CSOP Gold Futures Daily (-1X) Inverse Product (Stock Code: 7374.HK) to List on HKEX

HONG KONG, Oct 20 (Bernama-BUSINESS WIRE) — CSOP Gold Futures Daily (-1X) Inverse Product (stock code:7374.HK) will be listed on Hong Kong Stock Exchange on 20 October, 2021. As the first inverse commodity product issued in Hong Kong, 7374.HK provides investment results closely corresponding to inverse (-1x) the daily performance of Solactive Gold 1-Day Rolling Futures Index (the “Index”) by using a combination of a future-based replication strategy and a Swap-based synthetic replication strategy. 7374.HK attracted USD 12 million initial investment. The inception price per unit is around HKD 7.8 with trading lot of 100, and the entry investment is approximately HKD 780. Before 7374.HK, CSOP Gold Futures Daily (2x) Leveraged Product (stock code: 7299.HK) was launched on 5 June, 2020. Having accumulated USD 248.3 million in size and recorded HKD 30.37 million average daily trading volume as end of August 2021, 7299.HK is extensively invested by Hong Kong investors to express their positive view to gold price in the long run. ¹Meanwhile, the listing of 7374.HK will help investors to handle the volatility and downtrend of gold price in the short run.

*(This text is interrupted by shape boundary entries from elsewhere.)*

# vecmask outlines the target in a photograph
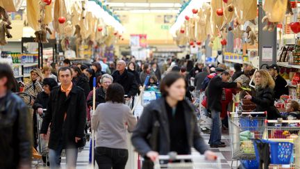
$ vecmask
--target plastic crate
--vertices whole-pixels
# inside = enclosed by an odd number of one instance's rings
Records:
[[[258,169],[259,166],[256,160],[241,160],[240,162],[246,169]]]
[[[270,149],[270,159],[272,164],[290,164],[293,158],[294,144],[290,142],[275,142],[266,140],[261,140],[262,143],[268,143]],[[254,149],[256,160],[259,161],[259,154],[254,141]]]

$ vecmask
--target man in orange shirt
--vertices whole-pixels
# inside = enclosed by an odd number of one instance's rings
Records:
[[[44,118],[41,136],[44,138],[51,122],[49,142],[50,168],[58,168],[59,157],[66,150],[67,168],[75,168],[78,148],[84,146],[86,122],[85,97],[83,89],[72,82],[68,67],[58,70],[60,86],[52,90]]]

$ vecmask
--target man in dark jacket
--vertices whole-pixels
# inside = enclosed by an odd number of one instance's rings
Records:
[[[51,122],[49,141],[50,167],[59,168],[59,156],[62,149],[65,149],[67,168],[75,168],[78,148],[84,146],[85,96],[83,90],[72,82],[69,67],[61,67],[58,70],[58,77],[61,86],[54,88],[50,94],[40,134],[42,138],[45,137]]]
[[[112,74],[114,83],[122,85],[124,89],[125,95],[128,98],[134,97],[138,93],[138,83],[135,76],[126,69],[126,62],[123,60],[119,61],[117,63],[117,70]]]
[[[281,96],[289,95],[287,81],[278,74],[280,68],[277,65],[273,64],[269,67],[269,72],[275,81],[274,98],[279,99]]]
[[[228,83],[230,74],[227,72],[223,72],[221,76],[217,75],[210,80],[207,89],[208,108],[212,113],[212,130],[208,144],[210,147],[224,147],[226,145],[221,142],[222,121],[220,113],[222,111],[222,97],[224,96],[223,88],[240,88],[239,83]]]
[[[204,79],[208,75],[209,75],[209,67],[206,66],[202,68],[202,72],[199,72],[195,76],[194,86],[196,86],[197,90],[201,89],[202,82],[204,81]]]
[[[27,106],[10,90],[12,70],[0,63],[0,168],[31,168],[32,128]]]

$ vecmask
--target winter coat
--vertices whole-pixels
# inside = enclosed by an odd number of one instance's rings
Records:
[[[221,76],[216,76],[210,80],[207,89],[207,103],[209,110],[222,111],[222,96],[223,88],[235,88],[237,83],[228,83],[222,81]]]
[[[281,117],[278,111],[274,106],[273,90],[270,88],[258,88],[256,96],[252,97],[251,102],[256,105],[254,111],[267,111],[269,120],[276,120]]]
[[[143,84],[142,83],[142,82],[140,81],[140,74],[136,71],[136,70],[133,70],[132,71],[131,70],[127,70],[127,71],[128,72],[131,72],[132,74],[133,74],[133,75],[135,77],[135,81],[138,83],[138,86],[142,86]]]
[[[147,74],[147,73],[145,73],[144,72],[142,72],[140,74],[140,79],[141,80],[142,84],[144,84],[144,83],[146,80],[146,77],[147,76],[149,76],[149,77],[155,76],[155,74],[152,72],[150,74]]]
[[[138,87],[135,76],[133,74],[128,72],[127,70],[125,70],[122,74],[119,74],[119,71],[116,70],[112,74],[112,77],[114,79],[113,83],[118,83],[123,86],[125,95],[131,97],[135,96],[138,93]]]
[[[76,86],[79,86],[82,89],[83,89],[85,92],[85,99],[88,98],[88,95],[90,92],[88,77],[86,77],[85,74],[82,74],[81,75],[74,78],[72,82]]]
[[[203,81],[201,83],[201,90],[205,91],[206,88],[208,86],[208,83],[210,81],[210,79],[212,79],[214,77],[217,76],[216,73],[212,73],[208,74],[203,80]]]
[[[201,90],[202,82],[204,81],[204,79],[208,75],[209,73],[208,72],[201,72],[198,73],[195,76],[194,86],[196,86],[197,90]]]
[[[190,149],[194,147],[201,154],[203,154],[208,150],[208,147],[200,135],[194,110],[185,100],[181,101],[181,104],[183,104],[184,108],[188,147]],[[131,141],[135,150],[143,156],[145,156],[147,153],[151,150],[156,151],[156,150],[152,150],[148,139],[149,136],[151,136],[152,133],[154,122],[157,118],[160,124],[157,140],[158,152],[160,154],[167,154],[170,151],[169,129],[165,98],[161,97],[151,102],[144,108],[131,137]],[[190,153],[191,153],[190,150]]]
[[[93,106],[93,97],[92,97],[88,100],[88,106]],[[101,103],[105,103],[106,101],[106,92],[102,87],[99,88],[96,90],[96,107],[98,104]]]
[[[287,81],[281,75],[278,74],[276,77],[275,88],[274,89],[275,99],[279,99],[282,95],[289,95],[288,87],[287,85]]]
[[[12,92],[0,102],[0,168],[31,166],[32,118],[27,105]]]
[[[49,147],[56,150],[60,139],[71,147],[77,147],[75,137],[83,138],[86,122],[86,101],[83,90],[73,84],[68,96],[64,100],[65,93],[61,92],[60,86],[53,88],[50,94],[49,102],[40,130],[41,134],[47,134],[50,126]],[[68,107],[67,116],[64,120],[64,104]],[[62,131],[65,131],[63,132]]]
[[[244,72],[242,71],[238,71],[238,72],[234,72],[233,75],[231,77],[231,81],[235,81],[235,79],[237,78],[238,78],[240,76],[241,76],[243,74],[244,74]]]

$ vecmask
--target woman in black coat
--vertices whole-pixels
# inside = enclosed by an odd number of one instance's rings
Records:
[[[274,106],[275,82],[273,78],[265,70],[257,71],[254,76],[256,96],[253,97],[247,93],[244,98],[250,99],[256,105],[254,111],[267,111],[269,120],[276,120],[281,115]]]
[[[73,77],[72,82],[77,86],[83,89],[85,94],[85,99],[88,98],[90,91],[88,77],[85,76],[77,66],[71,66],[71,70]]]
[[[136,65],[134,62],[129,62],[127,65],[127,70],[128,72],[133,74],[135,77],[135,80],[138,82],[138,85],[140,87],[140,86],[142,86],[142,82],[140,79],[140,74],[135,70],[136,70]]]
[[[199,134],[194,109],[184,99],[183,77],[177,72],[167,74],[162,81],[160,92],[162,97],[144,108],[131,138],[135,150],[145,157],[144,165],[153,168],[152,161],[159,154],[170,152],[190,154],[192,147],[208,160],[215,159],[215,153],[208,150]]]
[[[42,82],[44,91],[38,95],[36,99],[33,104],[33,108],[35,113],[40,115],[43,114],[43,109],[47,109],[50,92],[51,90],[58,86],[58,83],[52,78],[45,78]],[[38,124],[37,116],[35,113],[33,115],[33,143],[36,149],[38,147]],[[46,156],[42,156],[44,162],[46,161]]]

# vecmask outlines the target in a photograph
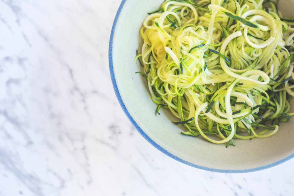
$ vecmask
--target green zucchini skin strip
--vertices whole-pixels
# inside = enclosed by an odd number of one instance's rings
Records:
[[[183,121],[180,121],[179,122],[173,122],[173,123],[175,125],[180,125],[180,124],[183,125],[184,124],[186,124],[188,122],[193,120],[193,118],[191,118],[190,119],[189,119],[188,120],[184,120]]]

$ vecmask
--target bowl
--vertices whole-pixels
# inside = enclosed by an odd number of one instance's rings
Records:
[[[179,134],[183,126],[169,110],[156,112],[146,80],[135,72],[140,41],[139,31],[147,12],[158,9],[163,1],[123,0],[115,17],[109,46],[109,69],[114,91],[123,110],[139,133],[155,148],[182,163],[207,170],[242,173],[266,169],[294,157],[294,117],[280,123],[274,135],[251,140],[236,140],[235,146],[216,144],[197,137]],[[294,1],[280,0],[279,9],[291,15]],[[292,108],[294,107],[293,102]]]

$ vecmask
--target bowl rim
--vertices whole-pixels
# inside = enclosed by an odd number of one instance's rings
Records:
[[[111,78],[111,81],[112,83],[112,86],[113,86],[113,89],[114,90],[114,92],[115,93],[116,98],[117,98],[118,100],[118,102],[119,103],[122,109],[123,109],[123,111],[126,115],[127,116],[127,117],[128,118],[129,120],[136,128],[137,131],[143,137],[143,138],[147,140],[149,143],[152,145],[153,146],[157,148],[158,150],[159,150],[161,152],[163,153],[170,157],[171,157],[171,158],[172,158],[179,162],[198,169],[200,169],[209,171],[218,172],[219,173],[242,173],[257,171],[258,171],[265,169],[275,166],[281,164],[281,163],[283,163],[290,160],[294,157],[294,153],[293,153],[290,156],[284,158],[270,164],[264,165],[263,166],[262,166],[249,169],[231,170],[215,169],[214,168],[211,168],[210,167],[201,166],[186,161],[185,160],[167,151],[150,138],[146,133],[145,133],[145,132],[138,125],[137,122],[134,120],[133,118],[129,112],[126,108],[126,105],[125,105],[122,99],[121,96],[119,92],[119,90],[118,87],[117,85],[116,84],[115,75],[114,74],[113,61],[112,58],[113,36],[114,36],[114,34],[115,33],[116,28],[118,20],[120,15],[120,14],[121,10],[123,9],[123,6],[125,5],[126,2],[126,0],[122,0],[122,1],[117,11],[116,12],[116,15],[113,21],[113,24],[112,25],[112,27],[111,29],[111,32],[110,34],[110,37],[109,40],[109,46],[108,48],[108,58],[109,71],[110,72],[110,76]]]

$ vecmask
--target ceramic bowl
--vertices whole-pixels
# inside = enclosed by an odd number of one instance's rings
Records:
[[[139,31],[147,12],[158,9],[161,0],[123,0],[113,24],[109,48],[110,73],[113,88],[123,110],[139,132],[166,155],[189,165],[227,173],[252,172],[275,166],[294,156],[294,117],[280,123],[273,136],[251,140],[235,140],[236,145],[210,143],[201,136],[181,135],[183,126],[168,110],[156,115],[146,80],[136,73],[142,71],[134,62],[140,41]],[[284,14],[293,12],[294,0],[280,0]],[[290,14],[291,15],[291,14]],[[291,107],[294,107],[291,103]]]

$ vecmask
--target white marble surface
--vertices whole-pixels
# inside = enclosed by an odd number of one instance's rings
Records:
[[[0,0],[0,195],[293,195],[294,160],[214,173],[137,132],[108,69],[120,3]]]

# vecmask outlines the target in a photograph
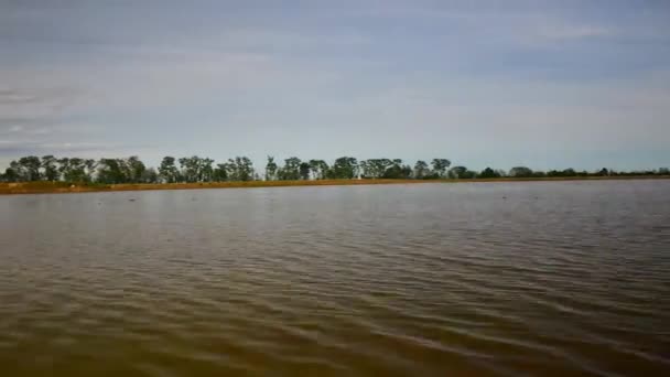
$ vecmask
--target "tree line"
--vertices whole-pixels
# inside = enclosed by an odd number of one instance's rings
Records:
[[[401,159],[368,159],[358,161],[342,157],[332,164],[325,160],[288,158],[279,165],[268,157],[264,169],[257,171],[247,157],[236,157],[221,163],[197,155],[165,157],[158,169],[148,168],[137,155],[123,159],[55,158],[29,155],[10,162],[0,182],[73,182],[73,183],[198,183],[233,181],[299,181],[299,180],[353,180],[353,179],[497,179],[497,177],[581,177],[616,175],[669,175],[668,168],[648,171],[617,172],[601,169],[595,172],[574,169],[533,171],[515,166],[509,171],[486,168],[480,172],[463,165],[452,166],[447,159],[433,159],[430,163],[417,161],[413,166]]]

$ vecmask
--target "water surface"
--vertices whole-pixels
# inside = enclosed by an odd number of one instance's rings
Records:
[[[6,376],[653,376],[669,351],[670,181],[0,197]]]

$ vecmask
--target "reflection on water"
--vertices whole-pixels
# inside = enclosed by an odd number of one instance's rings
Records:
[[[2,375],[661,375],[669,193],[640,181],[0,197]]]

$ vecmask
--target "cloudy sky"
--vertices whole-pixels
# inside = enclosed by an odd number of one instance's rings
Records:
[[[668,1],[0,0],[26,154],[670,165]]]

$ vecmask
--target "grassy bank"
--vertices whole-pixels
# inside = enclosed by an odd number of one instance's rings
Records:
[[[0,195],[12,194],[57,194],[89,193],[111,191],[145,190],[193,190],[193,188],[239,188],[239,187],[285,187],[285,186],[332,186],[367,184],[422,184],[422,183],[472,183],[472,182],[552,182],[552,181],[604,181],[604,180],[659,180],[669,175],[640,176],[587,176],[587,177],[531,177],[531,179],[474,179],[474,180],[323,180],[323,181],[250,181],[250,182],[209,182],[209,183],[139,183],[139,184],[96,184],[66,182],[19,182],[0,183]]]

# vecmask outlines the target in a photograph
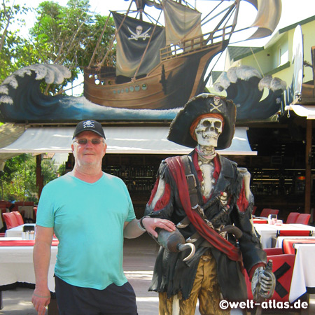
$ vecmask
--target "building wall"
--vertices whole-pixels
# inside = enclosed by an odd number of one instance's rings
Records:
[[[304,60],[312,64],[311,47],[315,46],[314,29],[315,16],[301,21],[303,35]],[[265,46],[263,50],[244,57],[239,56],[231,60],[227,52],[225,64],[225,71],[231,66],[241,65],[251,66],[258,69],[262,75],[272,75],[286,82],[292,83],[293,76],[293,36],[296,24],[280,29]],[[313,70],[309,66],[304,66],[303,83],[313,80]]]

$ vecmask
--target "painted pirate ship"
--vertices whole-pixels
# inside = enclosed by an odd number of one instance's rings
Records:
[[[251,25],[257,30],[251,38],[270,35],[280,19],[281,1],[261,6],[260,0],[245,1],[258,9]],[[208,2],[210,13],[204,18],[184,0],[132,0],[126,14],[111,12],[116,27],[115,66],[86,67],[85,97],[113,108],[170,109],[203,92],[210,62],[225,49],[235,30],[241,0]],[[162,12],[163,25],[158,20],[144,21],[147,7]],[[132,13],[138,15],[131,17]],[[207,24],[211,31],[203,32],[202,26],[204,29]]]

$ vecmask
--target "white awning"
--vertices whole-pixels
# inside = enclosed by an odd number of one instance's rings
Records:
[[[315,106],[288,105],[286,111],[293,111],[298,116],[306,117],[307,119],[315,119]]]
[[[191,148],[167,139],[169,127],[104,127],[107,153],[185,154]],[[1,153],[70,153],[74,127],[31,127]],[[218,150],[222,155],[255,155],[246,127],[237,127],[232,146]]]

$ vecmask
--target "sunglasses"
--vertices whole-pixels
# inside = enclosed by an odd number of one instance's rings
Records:
[[[102,139],[92,139],[92,140],[90,141],[91,141],[92,144],[98,145],[102,143],[104,144],[104,141]],[[87,139],[80,138],[78,139],[77,140],[74,140],[74,142],[76,142],[78,144],[80,144],[81,146],[85,146],[85,144],[88,144],[88,140]]]

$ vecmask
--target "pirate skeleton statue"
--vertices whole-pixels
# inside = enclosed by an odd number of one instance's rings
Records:
[[[219,307],[222,297],[247,299],[244,268],[254,296],[274,290],[275,279],[265,270],[266,254],[251,220],[250,174],[215,150],[230,146],[235,117],[232,101],[201,94],[171,124],[168,139],[194,150],[162,162],[145,214],[176,223],[195,253],[188,260],[186,248],[170,250],[159,235],[162,246],[149,290],[159,293],[160,315],[194,314],[197,299],[201,314],[228,314]]]

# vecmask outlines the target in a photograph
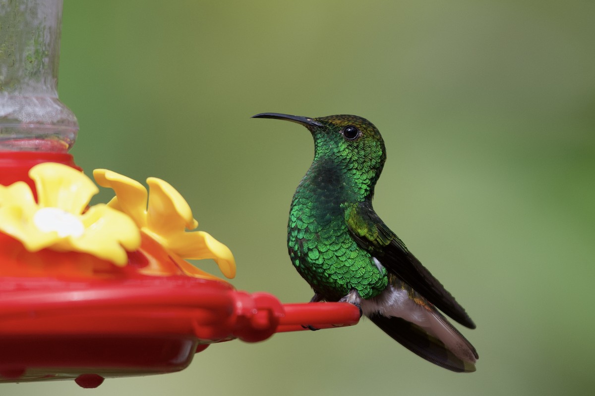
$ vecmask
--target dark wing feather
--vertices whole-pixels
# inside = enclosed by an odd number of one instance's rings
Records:
[[[458,373],[475,370],[474,364],[459,359],[441,341],[410,322],[381,315],[371,315],[369,319],[393,340],[434,365]]]
[[[353,239],[389,271],[454,320],[469,328],[475,328],[463,307],[380,220],[369,202],[346,207],[345,218]]]

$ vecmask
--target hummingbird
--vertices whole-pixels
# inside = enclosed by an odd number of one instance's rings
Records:
[[[347,115],[252,118],[296,122],[314,139],[314,159],[293,195],[287,226],[289,256],[314,291],[311,301],[351,303],[427,360],[475,371],[475,348],[439,310],[468,328],[475,324],[372,208],[386,159],[376,127]]]

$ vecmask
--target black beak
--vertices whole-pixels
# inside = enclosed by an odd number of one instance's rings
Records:
[[[316,120],[309,117],[302,117],[300,116],[291,116],[289,114],[280,114],[279,113],[261,113],[255,116],[252,116],[252,118],[275,118],[276,119],[284,119],[287,121],[297,122],[304,126],[323,126],[324,125]]]

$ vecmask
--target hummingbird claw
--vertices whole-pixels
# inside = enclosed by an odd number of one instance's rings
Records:
[[[305,329],[308,329],[309,330],[312,330],[312,331],[316,331],[317,330],[320,330],[318,327],[314,327],[314,326],[312,326],[311,325],[302,325],[302,327],[303,327]]]
[[[358,307],[358,309],[359,310],[359,317],[361,318],[364,315],[364,311],[362,311],[362,306],[360,303],[362,297],[359,296],[359,293],[354,289],[349,292],[349,294],[340,299],[339,302],[349,303]]]

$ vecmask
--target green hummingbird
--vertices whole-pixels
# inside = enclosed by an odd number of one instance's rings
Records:
[[[421,357],[475,371],[475,348],[438,310],[470,328],[473,321],[372,207],[386,159],[376,127],[353,115],[253,118],[297,122],[314,138],[314,160],[293,195],[287,235],[293,265],[314,290],[312,301],[354,304]]]

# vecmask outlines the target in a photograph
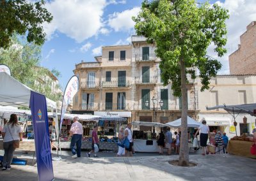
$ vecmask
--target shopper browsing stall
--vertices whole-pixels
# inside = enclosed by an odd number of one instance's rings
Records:
[[[78,122],[78,117],[74,117],[73,119],[74,123],[71,126],[70,131],[69,131],[69,136],[72,136],[70,148],[73,154],[72,158],[81,157],[81,147],[82,145],[82,135],[83,135],[83,126]],[[76,150],[75,148],[76,145]]]

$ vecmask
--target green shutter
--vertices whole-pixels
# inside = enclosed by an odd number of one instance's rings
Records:
[[[149,59],[149,47],[142,47],[142,60],[148,61]]]
[[[141,108],[143,110],[149,110],[150,107],[150,90],[141,89]],[[145,105],[146,101],[148,101],[148,106]]]
[[[113,108],[113,93],[106,92],[106,110],[112,110]]]
[[[111,82],[111,72],[106,71],[106,82]]]
[[[142,67],[142,83],[149,83],[150,67]]]
[[[120,51],[120,60],[121,61],[125,60],[125,50]]]
[[[114,51],[108,52],[108,61],[114,61]]]
[[[168,109],[168,89],[161,89],[161,99],[163,101],[162,110]]]
[[[125,87],[126,71],[118,71],[118,86]]]

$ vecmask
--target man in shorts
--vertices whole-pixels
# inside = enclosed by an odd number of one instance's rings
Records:
[[[92,132],[92,150],[87,154],[87,156],[88,157],[90,157],[92,153],[94,153],[95,157],[98,157],[97,156],[97,154],[94,151],[95,150],[94,144],[96,144],[98,146],[99,150],[100,149],[100,147],[99,146],[99,138],[98,138],[97,131],[98,131],[98,126],[94,126],[93,130]]]
[[[127,137],[129,141],[130,142],[130,147],[127,148],[125,148],[125,156],[127,157],[132,157],[132,131],[131,129],[132,128],[131,123],[127,124],[127,127],[125,128],[124,131],[125,136]]]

Gold has long been seen as a store of value and an important alternative to currency. The price of gold usually fluctuates around and is negatively correlated with US dollar over the long term. On 15 March, 2020, the Fed announced to carry out unlimited QE policy to increase the liquidity of U.S. banks. Its balance sheet has almost doubled from USD 4.31 trillion on 11 March 2020 to USD 8.33 trillion on 24 August 2021². Since then, along with the global panics over Covid-19, gold futures price has peaked due to the concerns over inflation in July 2020³. Fed is likely to plan tapering the QE gradually and bringing monetary policy back to normal in view of an economic recovery. When the Fed’s balance sheet is shrinking, it will pull out the liquidity from the market which could strengthen USD, thus inducing more uncertainties to gold prices in the short term. In addition to QE, major economies also lowered interest rates to stimulate the economy. At the outbreak of the pandemic, the Fed has trimmed the interest rate down from a previous target range of 1% ~1.25% to almost zero.⁴ Now, in response to a higher risk of inflation, the Fed is expected to wind down its pandemic-era stimulus program and raise the interest rate in near future. With a market consensus on a stronger USD, the gold prices may see a bigger swing in the following time.